Assessment of the Dynamic Structural Behaviour of Steel Wind Towers when Subjected to Wind Loadings

Resumo

This research work investigates the structural response of a steel tower supported by an octagonal reinforced concrete foundation designed to accommodate a 2 MW wind turbine. The wind tower finite element model was developed based on the use of the Finite Element Method (FEM), utilising the ANSYS computational program, and considering the wind loadings on the rotor and tower, and the soil-structure interaction effect, aiming to obtain a realistic representation of the structure dynamic behaviour. In this investigation, given the stochastic nature of wind load modelling, a statistical analysis of the structures dynamic response was conducted in order to determine maximum values for displacement and stresses. Initially, the static and dynamic analyses have demonstrated that, incorporating geometric nonlinearities leads to a minor increase in the structural response concerning to the translational horizontal displacements and von Mises stresses.
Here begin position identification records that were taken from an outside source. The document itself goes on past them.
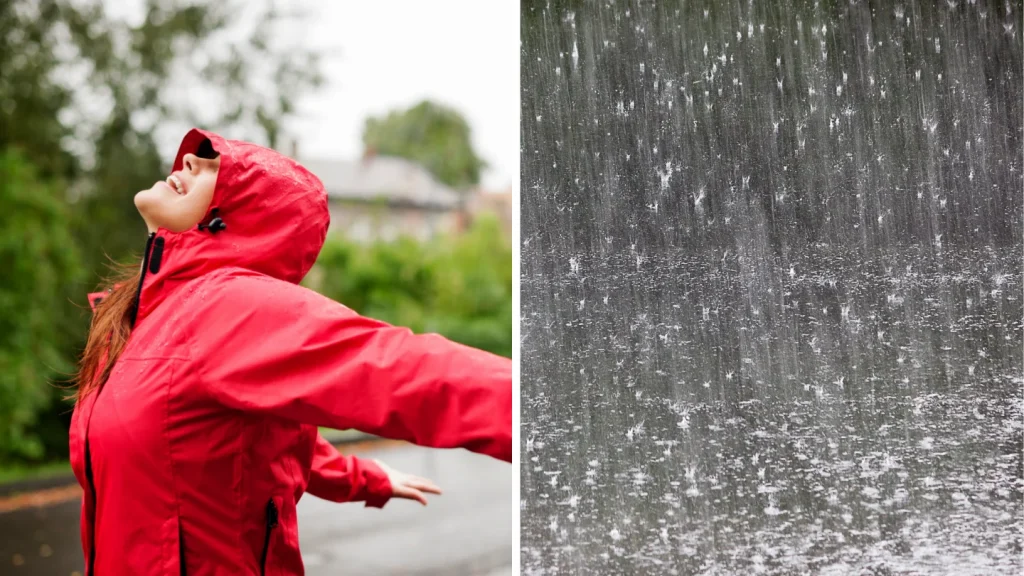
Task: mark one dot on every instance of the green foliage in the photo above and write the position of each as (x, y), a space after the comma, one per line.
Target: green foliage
(458, 286)
(432, 135)
(39, 259)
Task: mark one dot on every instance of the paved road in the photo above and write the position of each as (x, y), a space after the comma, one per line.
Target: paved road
(469, 530)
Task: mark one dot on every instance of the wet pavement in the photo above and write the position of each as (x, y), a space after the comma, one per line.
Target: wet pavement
(470, 530)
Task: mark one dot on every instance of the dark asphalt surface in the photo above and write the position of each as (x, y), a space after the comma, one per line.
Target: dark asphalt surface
(470, 530)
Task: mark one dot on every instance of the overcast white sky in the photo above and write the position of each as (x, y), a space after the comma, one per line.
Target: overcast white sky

Additionally, a parametric study was performed, considering wind loads obtained through several basic wind velocities, with the objective of assessing the dynamic structural behaviour of the steel tower based on the of horizontal displacements, von Mises stresses, and also the fatigue service life. The results revealed that within the operational limit of the turbine, the investigated wind tower complies with the limit states specified in current wind tower design standards. However, for higher basic wind velocities, the steel wind tower structural design no longer meets these requirements.